I am using foreachbatch to write streaming data into multiple targets and its working fine for the first microbatch execution. When it tries to run the second microbatch, it fails with the below error. "StreamingQueryException: Query [id = 0d8e45ff-4f3a-42c0-964d-6f41c93df801, runId = 186a22bf-c75e-482b-bd4b-19b039a9aa38] terminated with exception: abfss://xxxx@xxxxxxxxxx.dfs.core.windows.net/primary/directory1 already exists"
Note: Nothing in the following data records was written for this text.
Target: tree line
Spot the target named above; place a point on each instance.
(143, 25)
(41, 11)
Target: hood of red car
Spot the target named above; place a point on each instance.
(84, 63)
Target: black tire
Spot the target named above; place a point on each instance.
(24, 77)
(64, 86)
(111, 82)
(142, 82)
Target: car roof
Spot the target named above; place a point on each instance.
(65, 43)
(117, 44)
Below is the foreach snippet I used.

df_new = <<<some streaming dataset>>>
  
val appId = "1dbcd4f2-eeb7-11ed-a05b-0242ac120003" 
    
df_new.writeStream.format("delta")
  .option("mergeSchema", "true").outputMode("append")
  .option("checkpointLocation", "abfss://xxx@xxxxxxxxxx.dfs.core.windows.net/checkpoint/chkdir")
  .foreachBatch { (batchDF: DataFrame, batchId: Long) =>
      batchDF.persist()
      val fc_final= batchDF.filter(col("msg_type") === "FC" )
        .drop(columnlist_fc:_*)
      fc_final.write
       .option("txnVersion", batchId).option("txnAppId", appId)
       .save("abfss://xxxx@xxxxxxxxxx.dfs.core.windows.net/primary/directory1")
    
      val hb_final = batchDF.filter(col("msg_type") =!= "FC" )
        .drop(columnlist_hb:_*)
    
      hb_final.write.partitionBy("occurrence_month")
        .option("txnVersion", batchId).option("txnAppId", appId)
        .save("abfss://xxx@xxxxxxxxxx.dfs.core.windows.net/primary/directory2")
      
      batchDF.unpersist()
    ()
    
    }.start().awaitTermination()

What's the point I am missing here? Why its not able to append the data files to the delta directory even though I specified the mode=append. Your help is much appreciated.

Alex Ott
  • 80,552
  • 8
  • 87
  • 132
Nikesh
  • 47
  • 6

1 Answers1

2

The problem is that in the both .write inside the .foreachBatch you don't specify the the save mode, that is for batch writes is SaveMode.ErrorIfExists, meaning to throw an error if data exists. You need to change it to SaveMode.Append if you want to append data:

fc_final.write
       .mode("append")
       .option("txnVersion", batchId).option("txnAppId", appId)
       .save("abfss://xxxx@xxxxxxxxxx.dfs.core.windows.net/primary/directory1")
Alex Ott
  • 80,552
  • 8
  • 87
  • 132